New

[p] Title: I Created A Neural Network To Quickly Detect Spoken Vowels 20 Times Per Second

Quick disclaimer: I am aware that there is an internaltional standard for labeling the diferent recognized speech sounds (phonemes), but I wanted ASCII or extended ASCII for programming simplification, so I use a different nomeclature. Besides, it's easier for me to recognize and read. -Please forgive me

So I have often wondered about the real rules that govern speech that people use. For instance using something similar to a "glottal stop" to end words like "don't" and "that". The "t" is not pronounced. Or how "r" is almost always used as a vowel (in american english). My favorite examples are "fur", "fir", and "-fer". All three are pronounced identically and the typical "i,u,e" vowels are not pronounced at all. Its just pronounced "fr".

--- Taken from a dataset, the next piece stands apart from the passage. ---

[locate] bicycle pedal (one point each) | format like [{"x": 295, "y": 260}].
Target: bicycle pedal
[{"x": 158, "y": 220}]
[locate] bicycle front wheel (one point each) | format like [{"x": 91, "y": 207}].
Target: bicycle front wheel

One day I was looking at a spectrograph of my voice, and I noticed some patterns. Vowels like "ah" in "stop" and "Bob" look very different from other vowels like "ee" in "green" and "bee". When we speak, there is the most prominant lowest frequency called the "fundamental", and there are many other frequencies that are multiples of that frequency called "harmonics". The sound "ah" has high volume on many of the harmonics, but the sound "ee" has a big gap where the harmonics are much much smaller. Every different vowel had its own combination of different harmonic values.

So I tried to create a set of rules by hand to classify different frequency patterns as different vowels. I could easily tell them apart by looking at them, but would the rules hold up to the test? So I made a computer program to guess different vowels, but it was not good. There are so many knobs to turn to create the different rules. And if there is variability, then I would also have to go through and determine all of the different ranges which would make the rules much more complex.

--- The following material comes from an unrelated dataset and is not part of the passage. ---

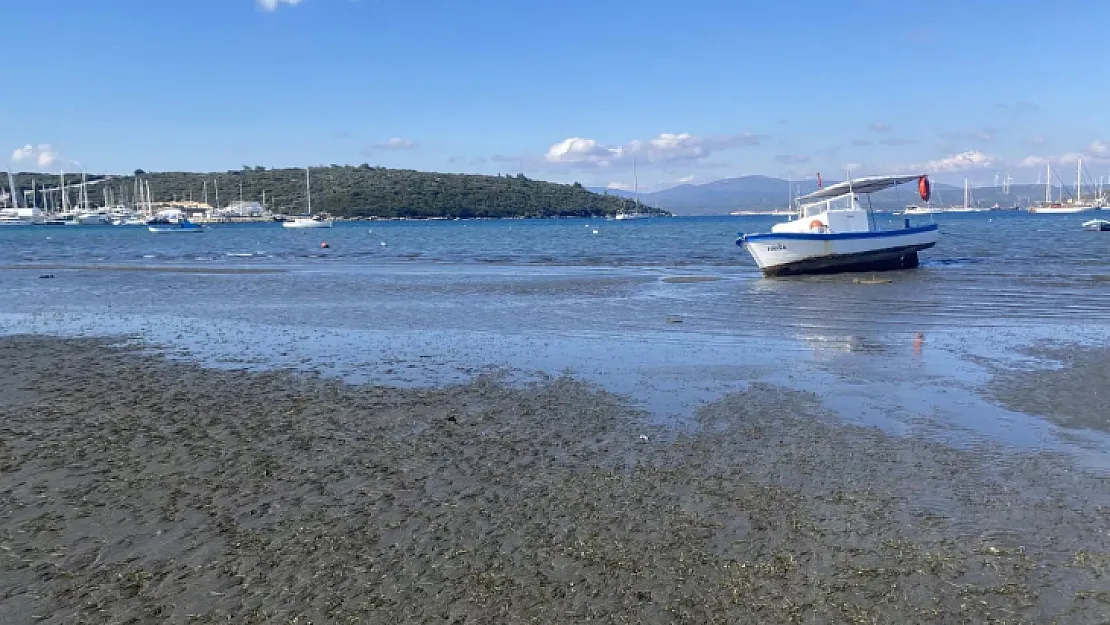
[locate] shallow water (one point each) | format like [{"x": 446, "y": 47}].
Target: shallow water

I started to do it by hand and tweak values, see how it worked, and then tweak the values again, etc, etc.

Thats when it hit me! I'm doing what a neural network trainer does. I could use one to do this for me!

So I researched the nitty gritty of getting one setup, recorded a lot of data (~45 minutes worth) and trained the model. It took a few days to figure out some problems, but I eventually got it working.

I used python and the tensoflow+keras library suite to create and train the neural network, Pyaudio for recording training data and realtime audio, numpy for data analysis. The neural network had 264 input nodes, 100 intermediate nodes, and 13 output nodes (one node for "no vowel", and 12 for the different vowels). The frequency calculation finishes within 1milisecond, and the neural network finishes within 2 milisecond as well on my hardware (intel i3-1115G4 at 4GHz). It spends more of its time on listening for audio than it does computing the answer. I found best results by running the loop 20 times per second (50ms) but I have also gotten it to run at 50 times per second (20ms), but it struggles on one or two vowels.

Here is a list of the different vowels that it recognizes

ӑ aa cat, 1

ŏ ah stop, 2

ē = ee green, 3

ō = oh gross, 4

oo = oo mood blue goose, 5

ĭ = ih sit,6

ā = ay stay, 7

ĕ = eh pet, 8

ŭ = uh bump, 9

o͝o = ou would could should took, 10

r̃ = (i chose this symbol) ur fur fir fer rural, 11